Forum Moderators: bakedjake

Message Too Old, No Replies

ArchitextSpider

It's gone mad?

         

maccas

3:07 am on Oct 24, 2001 (gmt 0)

10+ Year Member



I am currently getting hit by architextspider but every page it is requesting dosn't resemble any of my files, it is requesting files like /folder/folder/divinelove.htm, /folder/folder/bhaktishatak/sld059.htm anyone else notice this?

jeremy goodrich

5:53 am on Oct 25, 2001 (gmt 0)

WebmasterWorld Senior Member 10+ Year Member



Somehow, Architext cruised by and grabbed my error page...without getting the 302 that is supposed to get people there. And looking over the logs, I don't see any evidence of Architext ever getting a link to the error page...or a bad link (could be wrong, though).

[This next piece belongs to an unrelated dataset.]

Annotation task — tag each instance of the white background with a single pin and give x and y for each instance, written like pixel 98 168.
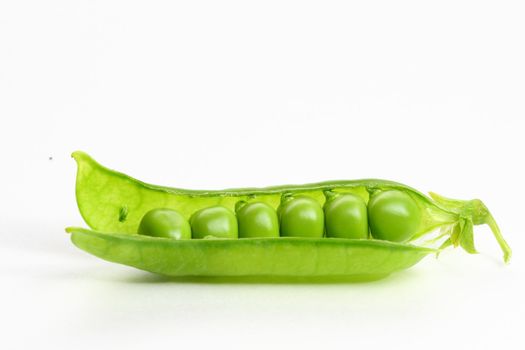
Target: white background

I guess for me the strangeness is that it's actually spidering a site now...and it seems like this is a faster update than I've seen from it in nearly a year. Odd, that...they declare bankrupcy, and then start fixing their search engine.

maccas

1:24 pm on Nov 23, 2001 (gmt 0)

10+ Year Member



Hmm its still going on, architextspider is hitting about 10 pages a day for the last few months and they are all turning up as not found. It is trying to grab files that don't even remotely resemble any of my files.
198.3.103.49 - - [23/Nov/2001:03:51:16 -050198.3.103.65 - - [23/Nov/2001:05:36:10 -0500] "GET /users/gchamilton/1 HTTP/1.0" 302 235 "-" "ArchitextSpider"0]
"GET /users/joanr/1/smartwindow/3936/carterdodge/1/263 HTTP/1.0" 302 235 "-" "ArchitextSpider"
198.3.103.65 - - [23/Nov/2001:06:47:57 -0500]
"GET /users/crochetlady1/1/data/4897 HTTP/1.0" 302 235 "-" "ArchitextSpider"
199.172.149.146 - - [23/Nov/2001:01:57:34 -0500]
"GET /info/promise HTTP/1.0" 302 235 "-" "ArchitextSpider"

Out of the 500 or so pages it is trying to grab over the last few months only 3 are on my server the rest are getting redirected to my custom 404, anyone else noticing this?

mr_dredd2

2:25 pm on Nov 25, 2001 (gmt 0)

10+ Year Member



index pages on a load of my sites have now been picked up by excite and present in the results - only index pages mind..

Key_Master

3:17 pm on Nov 25, 2001 (gmt 0)

WebmasterWorld Senior Member 10+ Year Member



maccas,

I can track nearly everyone of those requests to gencircles.com:

[google.com...]

Also:
[google.com...]

I'm curious, are you sharing an IP with them or did you just forget you those files existed.? :)

anathema

11:23 am on Dec 9, 2001 (gmt 0)



I've been getting the same requests on a few of my sites for files that never existed, also in that same directory "bhaktishatak". That's acutally how I found this thread, I did a search on google to try and track down where this "bhaktishatak" was originating from and I found this thread instead. I still have no idea where these requests are originating from... if you figure it out I would like to hear about it.

maccas

1:38 pm on Dec 9, 2001 (gmt 0)

10+ Year Member



I fired off a email to excite about this a 10 days ago, no reply as yet. Key Master no I have my own ip and these files have never existed on my site, I would remember if I had divinelove :)

Key_Master

3:28 pm on Dec 9, 2001 (gmt 0)

WebmasterWorld Senior Member 10+ Year Member



Man I'm good...#1 listing on Google and I didn't even try. "bhaktishatak" is a popular keyword...right? ;)

I still believe there is a connection. Would take more snooping to find the answer.